Construing her silence into simple acquiescence, and thus angered the more, he went on in a hard voice: “During the past two years the change in you, Grace, has been incomprehensible to me. For my wishes you have not shown the slightest regard, while your home, as you know, has held no attractions for you—possibly because I am in it. You have persisted in going out alone to the opera, to parties and social attractions of a like nature, until you have almost become talked about.” His voice grew more bitter as he continued to recall the past. “Had you been a plain woman you would likely have found some attractions at your home; but the love of adulation and the greed of excitement and false flattery seem now to be so necessary to you that your true womanliness has been killed.”

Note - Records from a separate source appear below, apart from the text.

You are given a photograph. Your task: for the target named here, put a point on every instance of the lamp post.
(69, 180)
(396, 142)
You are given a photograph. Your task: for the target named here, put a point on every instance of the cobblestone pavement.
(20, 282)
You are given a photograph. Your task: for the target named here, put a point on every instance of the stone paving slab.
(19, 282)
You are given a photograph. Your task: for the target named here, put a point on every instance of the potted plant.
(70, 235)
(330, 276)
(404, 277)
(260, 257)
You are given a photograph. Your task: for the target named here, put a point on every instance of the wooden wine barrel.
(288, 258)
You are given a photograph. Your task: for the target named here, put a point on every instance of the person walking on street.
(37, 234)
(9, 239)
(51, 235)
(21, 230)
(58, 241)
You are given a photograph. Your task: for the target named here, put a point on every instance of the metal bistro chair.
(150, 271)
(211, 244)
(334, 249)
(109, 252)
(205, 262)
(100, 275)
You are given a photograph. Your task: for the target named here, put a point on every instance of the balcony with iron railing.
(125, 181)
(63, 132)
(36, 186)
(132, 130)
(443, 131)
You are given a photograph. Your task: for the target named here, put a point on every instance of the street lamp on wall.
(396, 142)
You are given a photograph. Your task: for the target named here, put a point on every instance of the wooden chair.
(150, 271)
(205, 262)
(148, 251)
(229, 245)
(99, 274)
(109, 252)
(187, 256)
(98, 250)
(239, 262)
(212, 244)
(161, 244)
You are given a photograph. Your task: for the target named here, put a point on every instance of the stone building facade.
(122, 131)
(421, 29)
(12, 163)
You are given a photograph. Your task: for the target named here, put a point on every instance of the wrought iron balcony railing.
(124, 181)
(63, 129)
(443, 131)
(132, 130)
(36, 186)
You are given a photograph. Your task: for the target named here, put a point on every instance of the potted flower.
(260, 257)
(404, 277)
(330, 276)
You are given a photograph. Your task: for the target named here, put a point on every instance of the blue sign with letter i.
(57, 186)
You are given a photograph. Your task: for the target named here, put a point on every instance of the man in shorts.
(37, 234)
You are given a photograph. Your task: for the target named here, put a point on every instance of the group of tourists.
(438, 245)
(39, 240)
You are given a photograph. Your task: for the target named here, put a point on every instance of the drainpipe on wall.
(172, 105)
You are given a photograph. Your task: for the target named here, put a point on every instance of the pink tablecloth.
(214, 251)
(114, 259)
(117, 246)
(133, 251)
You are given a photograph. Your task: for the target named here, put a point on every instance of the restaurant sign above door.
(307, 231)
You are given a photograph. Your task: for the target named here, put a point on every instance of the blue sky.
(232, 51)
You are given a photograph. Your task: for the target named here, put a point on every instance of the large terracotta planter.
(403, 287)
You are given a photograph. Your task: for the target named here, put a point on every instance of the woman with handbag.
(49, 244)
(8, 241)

He was now pacing the floor in deep agitation.
A transformation had crept over his wife’s face. Her cheeks were no longer pale, but flushed with anger, while her head was thrown back defiantly and her hands tightly clenched.
“And has my lord finished the list of his wife’s accomplishments?” she asked, smothering her anger by a strong effort, and speaking as though in jest.
Quietly walking over to where she was sitting, he said, in a tense voice: “No, not quite. The bitterest memory I have of my wife is her heartless conduct toward the memory of our poor dead boy. When he was alive I really believed that you loved him passionately; but scarcely had he been dead a year when this greed for gaiety and excitement took possession of you, and you began to go out everywhere. You knew he was dearer to me than life, and that his memory was with me every hour of the day. How little true sentiment, after all, there must have been in your professed idolization of him. With such a mother it is perhaps well that he is dead!” His voice broke for a moment as memories of the boy he had so idolized crowded back upon him. Looking into her now flashing eyes he continued bitterly: “I am weary of the bitter scenes between us, and of your heartlessness, Grace, and we must part. I shall leave the house to-night and live my life elsewhere. You can stay here and enjoy the frivolity which is dearer to you than your husband, the memory of your dead boy, or—”
“You are a coward, Harold Townsley!” As she faced him, her head thrown back, her opera cloak lying in artistic disorder at her feet, exposing the richly trimmed dress, and the soft outlines of her fine figure, her eyes flashing and her bosom rapidly heaving, she looked, indeed, ready to do and dare anything.